The fragrance of the dew, invisibly evaporating, filled the air she breathed. From sweet-green hawthorn leaves, from heavy grasses drooping, the glittering drops dissolving brought with them the odour of leaf and flower. The larks, long since up, had sung the atmosphere clear of the faint white mist left by the night.
She found blue veronica in a bunch of grass under a dead thorn-branch, blown by the winds months ago out from the hedge. She lifted up the branch to fling it aside, and give the flowers more room and freedom; but she replaced it, reflecting that the thorns would perhaps prevent passing sheep from treading on them.
Upon the bank there was a cowslip; one stalk bore deep orange flowers, the others bunches yet unopened, and clothed in delicate green. Felise took the flower, which no bee had yet sipped, put it to her lips, and then placed it in her dress.
She stepped lightly round the smooth brown boulder-stones with which the lane was dotted in places—rude disjointed efforts at paving—beside which grew bunches of rushes, safe there from the cartwheels. Not even cartwheels could stand the jolt over these iron rocks. She walked sometimes on the elevated sides of the ruts—the earth had been forced up by the crushing weight of wagon-loads; they were grass-grown, and the grass hung over the groove, along which weasels often hunted.
Sometimes she trod the sward by the bank, where it was short, and full of threeleaved clover whose white bloom was not yet out; then, crossing to the opposite side, she sauntered by the hedge there, letting the hawthorn brush her skirt, and the soft green hooks of the young bramble-shoots strive in vain to hold her.
An ash-branch stood out to bar her path. She stopped and touched it, and counted the leaves on the sprays; they were all uneven.
In the grass ahead the pinkish ears of a young rabbit stood up; he was nibbling peacefully, heedless of her approach. Not till she was close did he raise himself to look at her, first sitting on his haunches, then as if about to beg, then away into the burrow.
Her white hand wandered presently among more blue veronica flowering on the slope of the bank. She did not gather—she touched only, and went on. She touched, too, the tips of some brake, freshly-green, and rising rapidly now day by day. A rush of wings—a wood-pigeon came over; he was startled, and, swerving, went higher into the air.

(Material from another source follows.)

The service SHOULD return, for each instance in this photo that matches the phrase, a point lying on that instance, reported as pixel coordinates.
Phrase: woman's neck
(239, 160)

There was honeysuckle on the hedge above the bank, too far to reach. She took a hawthorn leaf, felt it, and dropped it; then pulled a bennet, or grass-stalk, and dropped that; then pulled a rush, and left it. A lover might have tracked her easily by the footmarks on the dewy grass—by the rush thrown down, and by the white handkerchief which she had carried in her hand and unconsciously dropped. A robin came to look at the handkerchief before she had gone many minutes; he thought perhaps there might be a crumb, and he is, too, very inquisitive.
Felise sat down on a great trunk of oak lying in the lane by a gateway, and sighed with very depth of enjoyment. There was a yellowhammer perched on the gate, and he had been singing. When Felise approached, he ceased; but seeing that she was quiet and intended him no harm, he began again. His four or five rising notes, and the long-drawn idle-sounding note with which they conclude, suited so well with the sunshine, they soothed her still further.